Closed reinhrst closed 10 months ago
I am aware of this issue, but have no solution either. This would require parsing packets, and that's quite a heavyweight behavior. My "solution" for now has been "keep wandering through keyframes until you get to one VideoDecoder doesn't choke on". Personally, I'm with FFmpeg on this one; recovery frames are keyframes, that's what recovery is. But, my personal opinion on VideoDecoder being lame doesn't change it ;)
(And, luckily, VideoDecoder in both Chrome and Safari don't behave incorrectly if you overspecify keyframes except for the first frame. So, once you've got VideoDecoder into a steady state, this marking doesn't matter.)

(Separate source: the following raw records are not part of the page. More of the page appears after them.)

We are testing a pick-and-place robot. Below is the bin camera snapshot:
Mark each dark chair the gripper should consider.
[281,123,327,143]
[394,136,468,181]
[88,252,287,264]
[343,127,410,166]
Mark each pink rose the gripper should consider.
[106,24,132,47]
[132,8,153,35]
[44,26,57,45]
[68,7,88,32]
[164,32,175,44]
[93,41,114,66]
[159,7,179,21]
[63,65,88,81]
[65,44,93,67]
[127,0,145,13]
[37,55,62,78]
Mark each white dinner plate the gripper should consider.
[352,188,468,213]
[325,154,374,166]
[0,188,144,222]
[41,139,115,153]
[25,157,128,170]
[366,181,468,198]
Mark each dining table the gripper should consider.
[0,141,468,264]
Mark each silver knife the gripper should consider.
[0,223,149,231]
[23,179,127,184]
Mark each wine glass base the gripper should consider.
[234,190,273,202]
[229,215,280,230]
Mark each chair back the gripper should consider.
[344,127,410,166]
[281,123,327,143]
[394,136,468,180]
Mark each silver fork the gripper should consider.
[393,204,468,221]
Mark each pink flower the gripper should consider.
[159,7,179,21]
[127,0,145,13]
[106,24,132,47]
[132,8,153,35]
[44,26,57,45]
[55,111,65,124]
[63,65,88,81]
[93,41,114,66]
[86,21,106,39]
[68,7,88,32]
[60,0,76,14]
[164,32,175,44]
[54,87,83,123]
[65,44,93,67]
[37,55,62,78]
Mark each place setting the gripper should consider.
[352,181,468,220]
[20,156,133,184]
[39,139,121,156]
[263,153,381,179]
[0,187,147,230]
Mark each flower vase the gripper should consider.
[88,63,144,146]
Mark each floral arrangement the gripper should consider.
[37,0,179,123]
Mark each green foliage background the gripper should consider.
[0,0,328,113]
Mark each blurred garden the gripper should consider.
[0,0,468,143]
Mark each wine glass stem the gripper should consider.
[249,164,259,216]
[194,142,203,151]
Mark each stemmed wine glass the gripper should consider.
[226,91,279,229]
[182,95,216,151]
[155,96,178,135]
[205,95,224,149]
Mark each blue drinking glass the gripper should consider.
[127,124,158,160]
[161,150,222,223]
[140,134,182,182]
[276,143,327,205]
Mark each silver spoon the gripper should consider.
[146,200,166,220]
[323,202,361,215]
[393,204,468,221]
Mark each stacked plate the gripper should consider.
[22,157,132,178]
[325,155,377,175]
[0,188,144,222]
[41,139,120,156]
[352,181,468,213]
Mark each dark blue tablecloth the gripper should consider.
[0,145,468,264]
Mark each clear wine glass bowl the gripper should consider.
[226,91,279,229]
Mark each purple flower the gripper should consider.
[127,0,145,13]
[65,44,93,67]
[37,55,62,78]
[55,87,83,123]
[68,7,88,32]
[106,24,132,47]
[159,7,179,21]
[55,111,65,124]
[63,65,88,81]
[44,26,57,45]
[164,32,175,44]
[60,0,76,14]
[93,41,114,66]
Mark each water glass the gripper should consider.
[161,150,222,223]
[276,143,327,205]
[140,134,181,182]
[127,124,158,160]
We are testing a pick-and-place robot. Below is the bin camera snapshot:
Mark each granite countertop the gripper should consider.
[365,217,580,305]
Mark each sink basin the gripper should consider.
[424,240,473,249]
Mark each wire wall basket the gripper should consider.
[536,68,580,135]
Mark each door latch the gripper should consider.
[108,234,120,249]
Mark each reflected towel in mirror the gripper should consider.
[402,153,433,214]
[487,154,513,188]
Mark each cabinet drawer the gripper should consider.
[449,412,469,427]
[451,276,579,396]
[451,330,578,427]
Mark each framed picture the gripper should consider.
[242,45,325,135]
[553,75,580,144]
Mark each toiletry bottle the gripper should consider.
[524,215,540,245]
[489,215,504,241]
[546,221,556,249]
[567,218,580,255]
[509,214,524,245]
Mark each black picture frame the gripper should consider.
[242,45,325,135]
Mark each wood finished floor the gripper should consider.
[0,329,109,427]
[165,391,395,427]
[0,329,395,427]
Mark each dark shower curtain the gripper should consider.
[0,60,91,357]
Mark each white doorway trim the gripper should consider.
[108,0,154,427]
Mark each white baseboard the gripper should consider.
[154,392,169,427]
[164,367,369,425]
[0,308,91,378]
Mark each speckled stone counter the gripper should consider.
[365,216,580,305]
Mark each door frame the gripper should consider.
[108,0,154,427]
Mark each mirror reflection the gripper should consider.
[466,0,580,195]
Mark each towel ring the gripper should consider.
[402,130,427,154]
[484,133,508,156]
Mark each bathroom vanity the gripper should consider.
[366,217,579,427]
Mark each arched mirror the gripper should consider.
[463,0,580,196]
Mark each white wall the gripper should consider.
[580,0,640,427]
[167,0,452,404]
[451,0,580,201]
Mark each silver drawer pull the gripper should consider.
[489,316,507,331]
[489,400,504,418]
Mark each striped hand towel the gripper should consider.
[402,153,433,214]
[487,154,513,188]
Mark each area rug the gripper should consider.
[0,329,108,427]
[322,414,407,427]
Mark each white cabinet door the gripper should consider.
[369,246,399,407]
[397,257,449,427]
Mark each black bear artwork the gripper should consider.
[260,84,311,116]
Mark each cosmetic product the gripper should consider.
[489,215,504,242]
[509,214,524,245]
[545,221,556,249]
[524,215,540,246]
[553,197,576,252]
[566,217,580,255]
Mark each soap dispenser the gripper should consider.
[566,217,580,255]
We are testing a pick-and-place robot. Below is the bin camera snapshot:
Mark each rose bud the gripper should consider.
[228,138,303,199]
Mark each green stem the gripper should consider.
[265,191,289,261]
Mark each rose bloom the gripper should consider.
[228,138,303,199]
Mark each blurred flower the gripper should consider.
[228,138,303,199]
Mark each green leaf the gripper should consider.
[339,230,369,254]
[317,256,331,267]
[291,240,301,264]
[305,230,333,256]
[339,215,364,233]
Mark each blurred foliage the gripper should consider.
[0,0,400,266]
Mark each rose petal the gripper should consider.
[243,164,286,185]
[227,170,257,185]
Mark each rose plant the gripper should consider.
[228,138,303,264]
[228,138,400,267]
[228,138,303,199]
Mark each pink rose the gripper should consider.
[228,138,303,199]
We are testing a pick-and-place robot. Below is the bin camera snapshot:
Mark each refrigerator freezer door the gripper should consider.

I see if I can get this other ticket moving again a bit, by adding the information that libav is not able to distinguish between an IDR frame and an I + recovery frame. One of the "promises" of Webcodecs is after all that you could use something like libav to demux.... It also seems to me that changing the behaviour (i.e. allow I + recovery frames as start frame) is not much more than a spec change; the h264 decoders in browsers (at least the ones used for the HTMLVideoElement
) can start just fine on an I + recovery frame....
Random idea I haven't tried, what if you:
* try catch around decoder.decode()
VideoDecoder
doesn't throw exceptions, it just calls an error callback (and then stops working).

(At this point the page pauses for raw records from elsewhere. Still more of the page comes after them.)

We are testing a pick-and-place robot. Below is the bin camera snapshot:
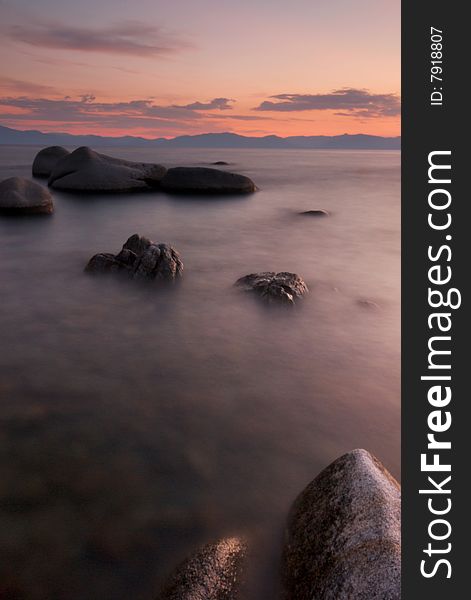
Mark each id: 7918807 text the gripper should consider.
[430,27,443,106]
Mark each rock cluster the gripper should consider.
[48,146,167,192]
[85,234,183,281]
[0,177,54,214]
[235,271,308,304]
[161,167,257,194]
[283,450,401,600]
[158,537,246,600]
[33,146,70,177]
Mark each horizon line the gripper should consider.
[0,123,401,142]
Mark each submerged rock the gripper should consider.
[162,167,257,194]
[48,146,167,192]
[0,177,54,214]
[235,271,309,304]
[283,450,401,600]
[299,208,330,217]
[33,146,70,177]
[85,233,183,281]
[158,537,247,600]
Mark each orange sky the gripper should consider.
[0,0,400,137]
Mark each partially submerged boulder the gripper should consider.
[48,146,167,192]
[0,177,54,214]
[283,450,401,600]
[33,146,70,177]
[161,167,257,194]
[235,271,308,304]
[158,537,246,600]
[85,233,183,281]
[299,208,329,217]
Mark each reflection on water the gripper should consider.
[0,147,400,600]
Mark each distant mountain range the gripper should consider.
[0,125,401,150]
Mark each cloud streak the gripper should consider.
[253,88,401,118]
[5,21,188,58]
[175,98,235,110]
[0,77,56,94]
[0,94,271,131]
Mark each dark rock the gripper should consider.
[357,298,379,310]
[33,146,70,177]
[299,208,330,217]
[123,233,152,255]
[48,147,167,192]
[161,167,257,194]
[235,271,309,304]
[283,450,401,600]
[85,234,183,281]
[158,538,246,600]
[0,177,54,214]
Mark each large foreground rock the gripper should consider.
[0,177,54,214]
[158,538,246,600]
[85,233,183,281]
[283,450,401,600]
[49,146,167,192]
[235,271,308,304]
[162,167,257,194]
[33,146,70,177]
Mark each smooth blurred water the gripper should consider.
[0,146,400,600]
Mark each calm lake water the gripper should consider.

If this technique works, the practical way to use it would be to always send the "known extra-key-flavored" keyframe every time you seek and just ignore the first output frame.

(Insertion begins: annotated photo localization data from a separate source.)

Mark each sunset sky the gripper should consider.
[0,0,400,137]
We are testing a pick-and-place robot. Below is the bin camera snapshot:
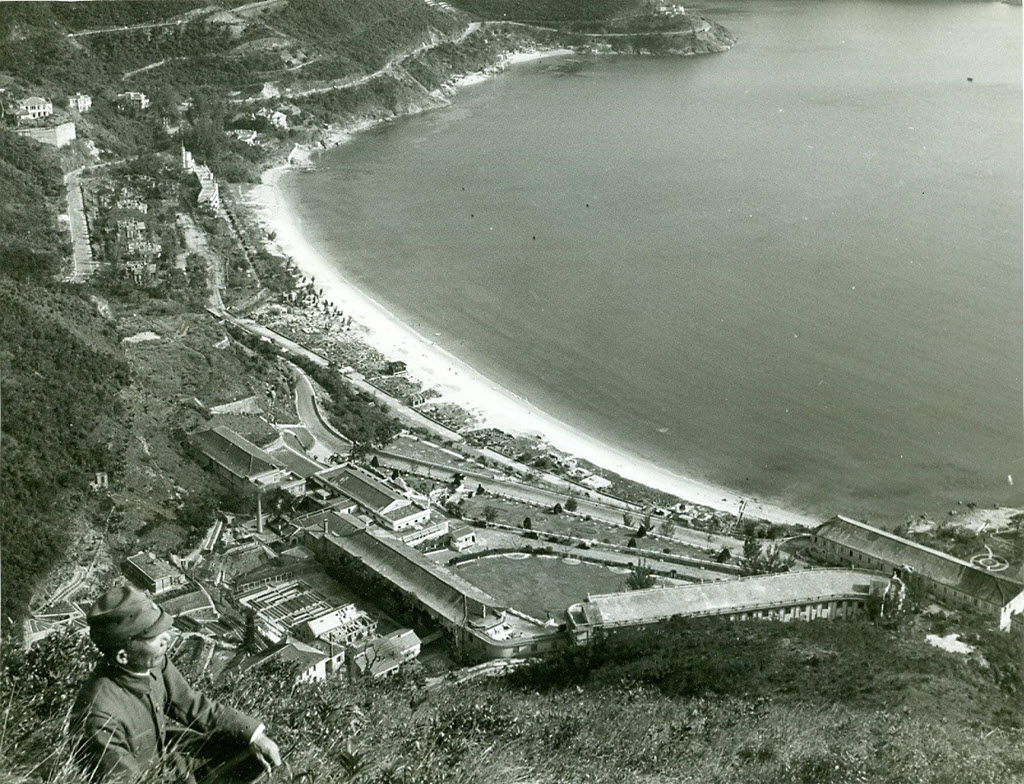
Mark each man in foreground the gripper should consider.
[72,585,281,784]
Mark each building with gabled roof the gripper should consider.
[316,466,430,531]
[292,604,377,646]
[188,425,305,492]
[17,95,53,122]
[239,640,337,683]
[121,552,185,594]
[68,92,92,115]
[568,569,886,644]
[295,509,568,658]
[810,515,1024,629]
[345,628,421,679]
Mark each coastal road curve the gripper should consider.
[295,368,352,456]
[220,308,462,448]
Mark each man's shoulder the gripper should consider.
[72,663,124,714]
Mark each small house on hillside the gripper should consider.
[17,95,53,122]
[117,90,150,112]
[449,525,476,553]
[122,552,185,594]
[346,628,421,679]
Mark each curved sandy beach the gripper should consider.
[250,167,820,526]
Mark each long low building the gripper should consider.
[295,509,568,658]
[295,510,888,659]
[810,515,1024,630]
[568,569,886,645]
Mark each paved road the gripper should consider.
[376,450,743,553]
[178,212,224,311]
[65,169,98,284]
[295,368,352,455]
[68,6,212,38]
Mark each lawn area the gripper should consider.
[456,556,626,619]
[463,493,708,558]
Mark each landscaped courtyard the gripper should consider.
[455,553,629,619]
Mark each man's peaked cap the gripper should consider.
[86,585,174,652]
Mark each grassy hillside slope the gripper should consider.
[0,619,1024,784]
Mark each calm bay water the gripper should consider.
[284,0,1024,522]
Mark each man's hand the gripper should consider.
[249,732,281,773]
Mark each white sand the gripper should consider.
[250,56,821,526]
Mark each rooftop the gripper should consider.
[126,552,181,581]
[814,515,1024,605]
[321,466,404,513]
[296,510,499,623]
[188,425,281,479]
[569,569,881,626]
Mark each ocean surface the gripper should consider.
[283,0,1024,524]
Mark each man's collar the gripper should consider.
[99,661,155,695]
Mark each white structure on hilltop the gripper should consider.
[68,92,92,115]
[118,90,150,112]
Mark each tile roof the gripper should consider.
[321,466,404,513]
[814,516,1024,606]
[267,444,324,479]
[188,425,281,479]
[296,510,500,623]
[570,569,881,625]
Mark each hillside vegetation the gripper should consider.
[0,619,1024,784]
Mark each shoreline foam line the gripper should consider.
[250,167,821,526]
[250,61,821,526]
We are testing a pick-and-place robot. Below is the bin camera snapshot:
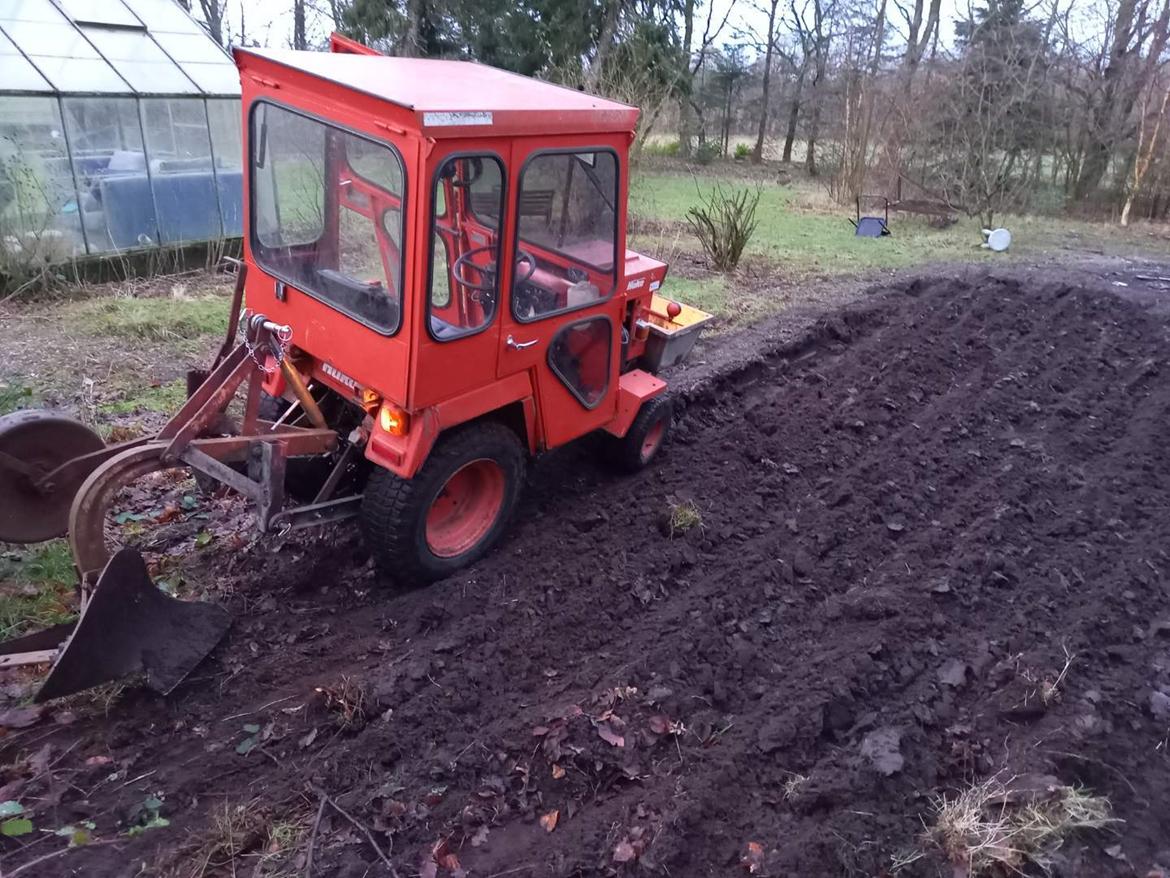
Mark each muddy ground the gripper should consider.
[0,264,1170,878]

In my experience chrome actually throws this specific error synchronously. Which is weird given the async callback but that's what happened in my experiments. Are you seeing differently? Maybe chrome changed their behavior since I tried it.
The spec specifies that decoder.decode()
should throw an error if a key frame is expected and not received (and it's my experience on Chrome that it does this). Note that it's only a SHOULD and not a MUST in the spec (i.e. if chunk.type !== "key"
it MUST throw an error, else it SHOULD inspect the packet to see if the decoder thinks it's a key frame.
I'm quite sure that @marcello3d's idea works (just to wait until you have something that it's willing to decode, and then re-feed the first frame). Something I was playing with myself was to have VideoEncoder (with the same config) encode 1 KeyFrame from a green HTMLCanvas and feed this as first frame (so that the system would still work even in the rare case there is no IDR frame in the whole video file).
Didn't get this to work, since I was working on an annexB file, and the first frame is expected to contain SPS/PPS info, but would expect this to work for a AVC stream...
Re throwing, OK, I'm just nuts, ignore me :) . Misremembering the various error modes.
Using an encoder to get a known-good frame is a great idea! ... assuming your system always has all the same encoders as it has decoders. I guarantee you that in 2037 when Firefox gets WebCodecs support, it'll only have decoders for everything but VP8 ;)
Using an encoder to get a known-good frame is a great idea
I'm going to give this approach a try in the next couple of days (and should be easier to implement now that #2 is fixed), will report here!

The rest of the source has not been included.